Mutluluk(1)

139 13 3
                                    

Bu bölüm @serindixit 'in fikriyle yazılmıştır. Keyifli okumalar💜

Not: Alânur ve Ziya Alânur'un tedavisi için 2 aylık Londra'ya gidip,sonra Istanbul'a dönmüşler. Çocuklar hâlâ onların ilişkisini kabul etmemiş.

______________________________________

Alânur ev

Kapı çaldığında kimin geldiğini bildiğinden "Kety,ben bakacağım" diyip ayaklandı Alânur.
Kapıyı açtığında,her zaman olduğu gibi yine yüzünde güller açtı.
A: Hoşgeldin,sevgilim

Ziya içeri girip bir şey demeden sarıldı kadına. Kollarıyla sımsıkı sarmışken kısa saçlarına minik,kokulu bir öpücük bıraktı. Istanbul'a geleli 4 ay olmuştu,ama Alânur'un saçları fazla büyümemişti.
Sarılmaları bittiğinde
A: Iyi misin?

Ziya bir şey demeden iç geçirdi ve salona ilerledi. Kanepeye oturduğunda kolunu açtı Alânur'un gelmesi için. Alânur geçip onun göğsüne başını koyduğunda Ziya burnunu onun saçlarına gömdü.
A: Çocuklarla mı konuştun?
Z: Hıhı
A: Yine mi aynı şeyleri söylediler?
Z: Hıhı
Dedi Ziya gözleri kapalıyken. Alânur başını hafif kaldırıp
A: Ziya,bizi asla affetmeyecekler dimi?
Diye sorduğunda adam kadının ses tonundan anladı gözlerinin dolduğunu ve hemen açtı gözlerini.
Z: Merak etme,her şey güzel olacak,elbet kabul edecekler
A: Ne zaman?
Z: Bilmiyorum...
A: Ziya,ben çok özledim kızımı...
Z: Biliyorum,sevgilim,biliyorum.

Alânur başını kaldırıp ona baktı
A: Biliyorsun,ama bir şey yapmıyorsun!
Z: Ne yapayım Alânur?
A: Neden hâlâ her şeyi saklıyorsun onlardan? Hepsi annesinin tarafında,çünkü bilmiyorlar neler yaptığını. Onlara anlatırsan her şeyi,bizi suçlamaktan vazgeçerler!
Z: Alânur,Seher ne kadar kötü biri olursa olsun onların annesi. Onlara bunu yapamam.

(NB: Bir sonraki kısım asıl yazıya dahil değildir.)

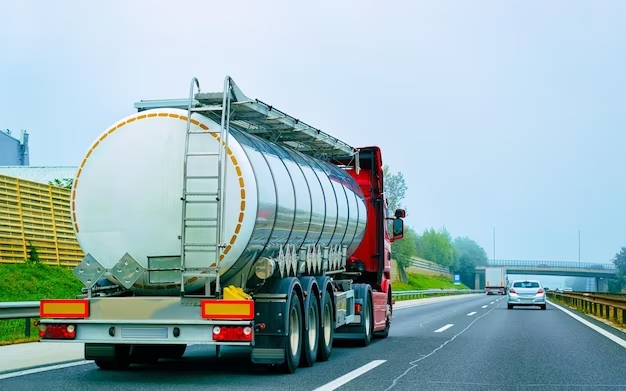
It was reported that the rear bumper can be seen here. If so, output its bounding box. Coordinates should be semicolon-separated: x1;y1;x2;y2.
39;319;254;346
507;296;546;306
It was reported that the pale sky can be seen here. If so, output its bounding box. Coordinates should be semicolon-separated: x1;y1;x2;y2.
0;0;626;262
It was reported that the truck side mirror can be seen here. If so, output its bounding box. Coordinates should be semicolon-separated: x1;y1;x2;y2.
393;219;404;240
394;209;406;219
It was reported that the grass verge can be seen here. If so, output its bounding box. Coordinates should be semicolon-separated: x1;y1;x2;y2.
391;273;469;301
0;263;83;345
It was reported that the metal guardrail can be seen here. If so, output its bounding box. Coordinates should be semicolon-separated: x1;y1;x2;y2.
487;259;615;270
391;289;485;299
547;292;626;327
0;301;39;338
0;289;484;337
409;258;452;276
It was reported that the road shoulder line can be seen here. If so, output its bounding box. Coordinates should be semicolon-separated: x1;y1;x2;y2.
313;360;387;391
546;300;626;348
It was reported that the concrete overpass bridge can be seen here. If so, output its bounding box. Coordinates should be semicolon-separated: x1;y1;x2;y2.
474;259;617;292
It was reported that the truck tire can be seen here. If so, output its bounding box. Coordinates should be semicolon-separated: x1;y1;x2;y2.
317;291;335;362
300;291;320;367
279;289;304;373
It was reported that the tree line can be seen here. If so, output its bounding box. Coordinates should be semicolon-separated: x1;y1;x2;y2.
383;166;488;286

Alânur ayaklandı ve volta atmaya başladı. Ziya,birden gelen bu sinirin sebebini biliyordu,bu yüzden bir şey demiyordu.
A: Bu kadın bizi ayırdı,30 yıl hasret kaldık bir-birimize,Ziya,30 yıl! Sonra kızıma neler yaptı,beni öldürmeye kalktı! Seni zehirledi! Ve sen hâlâ onu koruyorsun! Onun mutluluğunu düşünüyorsun!
Z: Onu düşünmüyorum,çocuklarımı düşünüyorum ben. Neler yaşadılar bu son bir yılda...Şimdi bir de bu eklenirse...Yok,Alânur,olmaz
A: Çocukların 5 yaşındaymış gibi konuşuyorsun! Bu hayatta kimin iyi kimin kötü olduğunu ayırt edebilecek yaştalar her üçü de! Sen her şeyi anlat,onlar karar versin bence!
Z: Yapamam diyorum,Alânur!
A: Tabi,ben niye şaşırıyorsam sanki! Tüm ömrün bu cümleyle geçti senin! "Yapamam"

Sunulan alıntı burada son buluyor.